On our recent trip to Venice, Italy the travel gods smiled upon us with a private historic home tour the Palazzo Cappello Malipiero Barnabò. Ever since I’ve been a child I’ve dreamed of foraging through old homes and castles in Europe. Old buildings offer romance, their patina of days gone by, my overactive imagination races with intrigue and child-like wonderment. The whole idea of who stood on the very same spot hundreds of years ago, maybe even sat in the antique chair in the corner, is fascinating. Touring the Palazzo Malipiero, the private palace situated on the Grand Canal in Venice was a once in a lifetime experience. The Countess graciously opened her home and led our tour with the assistance of Cristina Gregorin of Slow-Venice. Historical Significance
Originally named Ca’ Grande of St. Samuel the Palazzo is believed to been originally built at the beginning of the 11th century. In the 15th century as a result of a marriage with the original family, the industrious and successful Cappello family became the owners and stewards of the Palace. With their prosperity, they were in the printing business which in the 1500’s Venice was the world leader in printing, they enhanced the palace and modified the side facing the Grand Canal. Around 1610 Caterino Malipiero married Elisabetta Cappello and thus began the Malipiero family ownership. The Malipieros undertook restorations over the decades to maintain the historical integrity of the home. The Barnabo family, who acquired the palace in the 20th century, undertook their latest serious restoration in 1951 and maintenance restorations thereafter. The palace has withstood the tumultuous highs and lows of Venetian history, oh if walls could talk.
Casanova Slept Here
During the mid to late 1700’s, also the age of decadence, Giacomo Casanova, the celebrated “womanizer”, began his successful social life in these rooms. Timeless Style
Upon entering the Palazzo it is as if time stood still. Beautiful museum quality antiques serve as daily furnishings. It would seem as if what came with the house stayed with the house, starting with the 16th century portraits on the wall. These aren’t framed portraits but rather the portrait canvas was applied to the wall and either linear applied moldings or plaster which looks more like cake frosting was applied by hand centuries ago. This plaster detail is amazing. There is a large hump, a repaired crack in the second story terrazzo floor, running through the center of the room of the salon pictured above. The Countess explained how as much as things get repaired or restored, Venice is an island, and the ground is always shifting. (Also the reason almost every tower one views in Venice reminds them of the Leaning Tower of Pisa.) Exquisite Venetian glass chandeliers, now electrified, sparkle in most rooms. This wonderful old Venetian Rococo Sedan Chair was once used to transport an early inhabitant of the palazzo. Ornate gilt and polychrome carved embellishments are a nod to the decadent years. Countess Anna Barnabo displayed great pleasure speaking about her home but even more so when she pointed to her pair of antique Meissen porcelain Nodders. Full sets of antique Meissen porcelain tableware fill the 10 ft tall antique china cabinets lining the dining room walls. The Palazzo Capello Malipiero Barnabò represents three styles of architecture: Byzantine, Gothic and 17h century. If you love old homes and the history they hold dear, this is a MUST-SEE destination. Gardens
A private garden is rare in Venice. As one building is often attached to another in this historic city with a rather small footprint, private open space is an extraordinary luxury. The Palazzo’s gardens were created in the late 18th century. The layout we see today, including the statuary, is much the same as the original layout and tended personally by Countess Anna Barnabo. This hand painted detail is on the wall inside the palazzo’s main entrance, but only as a minute detail… as the faux back of a bench. The seat is wood, the back is only painted on the wall.

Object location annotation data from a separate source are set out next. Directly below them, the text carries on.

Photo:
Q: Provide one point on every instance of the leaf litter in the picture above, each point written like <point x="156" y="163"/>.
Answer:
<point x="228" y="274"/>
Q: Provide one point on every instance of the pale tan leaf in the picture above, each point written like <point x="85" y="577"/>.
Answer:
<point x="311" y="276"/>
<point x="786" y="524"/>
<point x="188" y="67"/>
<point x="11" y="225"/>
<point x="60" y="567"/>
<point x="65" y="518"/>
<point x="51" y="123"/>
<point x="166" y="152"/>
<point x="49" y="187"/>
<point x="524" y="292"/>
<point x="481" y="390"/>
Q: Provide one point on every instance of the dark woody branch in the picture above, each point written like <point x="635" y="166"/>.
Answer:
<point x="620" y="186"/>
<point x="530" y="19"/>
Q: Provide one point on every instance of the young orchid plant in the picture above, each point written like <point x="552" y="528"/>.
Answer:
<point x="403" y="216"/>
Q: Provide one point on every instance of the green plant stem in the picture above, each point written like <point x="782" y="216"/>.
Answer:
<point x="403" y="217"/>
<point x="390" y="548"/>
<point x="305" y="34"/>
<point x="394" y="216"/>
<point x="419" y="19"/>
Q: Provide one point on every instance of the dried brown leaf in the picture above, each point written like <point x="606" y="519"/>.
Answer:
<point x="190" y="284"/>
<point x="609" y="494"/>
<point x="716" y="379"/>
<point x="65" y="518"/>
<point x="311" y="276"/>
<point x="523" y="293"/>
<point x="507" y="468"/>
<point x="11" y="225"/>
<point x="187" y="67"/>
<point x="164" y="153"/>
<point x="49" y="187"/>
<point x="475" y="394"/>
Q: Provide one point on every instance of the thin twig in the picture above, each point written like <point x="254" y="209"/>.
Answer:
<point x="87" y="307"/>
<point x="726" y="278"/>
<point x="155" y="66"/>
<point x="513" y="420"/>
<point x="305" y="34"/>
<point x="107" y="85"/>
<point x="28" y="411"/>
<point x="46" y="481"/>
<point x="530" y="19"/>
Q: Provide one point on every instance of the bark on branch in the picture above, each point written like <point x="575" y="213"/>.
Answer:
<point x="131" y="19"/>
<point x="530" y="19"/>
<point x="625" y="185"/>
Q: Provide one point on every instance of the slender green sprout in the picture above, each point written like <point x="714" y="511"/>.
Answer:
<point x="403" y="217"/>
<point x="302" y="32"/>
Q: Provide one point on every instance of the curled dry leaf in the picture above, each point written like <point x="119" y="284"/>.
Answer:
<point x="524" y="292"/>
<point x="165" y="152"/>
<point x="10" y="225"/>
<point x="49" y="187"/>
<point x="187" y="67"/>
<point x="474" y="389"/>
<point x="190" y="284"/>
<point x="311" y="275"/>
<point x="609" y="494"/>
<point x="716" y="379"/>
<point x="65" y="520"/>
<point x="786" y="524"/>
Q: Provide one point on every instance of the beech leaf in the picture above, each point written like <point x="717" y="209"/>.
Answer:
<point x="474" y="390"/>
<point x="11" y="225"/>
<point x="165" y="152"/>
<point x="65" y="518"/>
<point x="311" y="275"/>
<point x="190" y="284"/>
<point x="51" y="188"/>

Every detail while not shiny and new, is something to appreciate. To walk through such living history was quite a treat. Anyone who loves history and architecture, this is for you. As a final note, it is well worth booking Cristina of Slow-Venice as your tour guide for at least a half a day if not a whole day in Venice. Cristina has the amazing ability to pull facts and details from her mind to relate about Venice and its’ history in a way which is never boring or dull.
Disclosure: The point of view expressed above is my own. Our trip to Venice and Milan with BlogTour Milan was possible by the generous sponsorship provided by the National Kitchen and Bath Association(NKBA), BLANCO American, Gessi Company, Clever Storage by Kesseboehmer, Dekton by Cosentino, and Modenus.